HyDE (from Gao et al., 2022) generates a hypothetical answer to the query using the LLM, then embeds that hypothetical answer for retrieval. The hypothesis lives in the same embedding space as real documents — it is dense with relevant vocabulary — so similarity search finds better matches than the sparse, ambiguous original question.

from langchain_openai import ChatOpenAI
from langchain.prompts import ChatPromptTemplate

llm = ChatOpenAI(model="gpt-4o-mini", temperature=0)

# Generate a hypothetical answer
hyde_prompt = ChatPromptTemplate.from_template(
    "Write a short passage that would answer the following question. "
    "Do not say you don't know — write what such a passage might say.\n\n"
    "Question: {question}\n\nPassage:"
)

chain = hyde_prompt | llm

hypothetical_doc = chain.invoke({"question": user_query}).content

# Embed the hypothesis, not the original query
retrieval_embedding = embed_model.embed_query(hypothetical_doc)

# Use retrieval_embedding to search the vector store
candidates = vector_store.similarity_search_by_vector(
    retrieval_embedding, k=10
)

Step-Back Prompting

Specific questions often need broader context to answer well. “Why did the deployment fail on Tuesday?” requires understanding the deployment architecture. Step-back promptinggenerates a more abstract version of the query (“What are common causes of deployment failures in this system?”), retrieves against both the specific and abstract queries, and unions the results.

Multi-Query Decomposition

For complex questions that span multiple topics, generate several sub-queries, retrieve against each independently, and deduplicate the combined candidate set. This prevents single-query retrieval from missing half the relevant documents.

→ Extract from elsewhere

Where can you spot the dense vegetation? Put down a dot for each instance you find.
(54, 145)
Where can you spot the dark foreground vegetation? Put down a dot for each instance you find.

from langchain.retrievers.multi_query import MultiQueryRetriever

# LangChain automatically generates query variants and merges results
retriever = MultiQueryRetriever.from_llm(
    retriever=vector_store.as_retriever(search_kwargs={"k": 5}),
    llm=llm,
)

# The retriever internally generates ~3 query variants,
# retrieves for each, deduplicates, and returns the union
docs = retriever.invoke(
    "How does the rate limiter interact with the auth middleware?"
)

Reranking with Cross-Encoders

Bi-encoder retrieval (embedding query and document separately, comparing with cosine similarity) is fast but imprecise. It cannot model fine-grained token-level interactions between query and document. Cross-encoderssolve this: they take the (query, document) pair as joint input, attend across both, and produce a relevance score. They are 100× slower but dramatically more accurate.

The standard pattern is a two-stage pipeline: fast bi-encoder retrieval fetches 50-100 candidates; the cross-encoder reranks and returns the top 5-10. The generator only sees the reranked top-k, which is far more relevant than the raw retrieval output. SBERT cross-encoders and Cohere Rerank are both production-proven options.

from sentence_transformers import CrossEncoder
import numpy as np

# Load a cross-encoder model (runs locally)
reranker = CrossEncoder("cross-encoder/ms-marco-MiniLM-L-6-v2")

# Stage 1: Fast bi-encoder retrieval — get 50 candidates
candidates = vector_store.similarity_search(user_query, k=50)

# Stage 2: Cross-encoder reranking
pairs = [(user_query, doc.page_content) for doc in candidates]
scores = reranker.predict(pairs)          # shape: (50,)

# Sort candidates by cross-encoder score
ranked_indices = np.argsort(scores)[::-1]
top_chunks = [candidates[i] for i in ranked_indices[:6]]

# top_chunks is now much more precisely relevant
context = "\n\n---\n\n".join(c.page_content for c in top_chunks)

Note

Reranking adds 200-800ms latency per query depending on model size and candidate count. For latency-sensitive applications, use Cohere Rerank or a distilled cross-encoder like ms-marco-MiniLM-L-6-v2 (6 layers, fast on CPU) rather than a full BERT-large cross-encoder.

Assembling the Context Window

How you present retrieved chunks to the generator matters. Raw concatenation works for simple cases but produces poor results when chunks are contradictory, repetitive, or lack source attribution.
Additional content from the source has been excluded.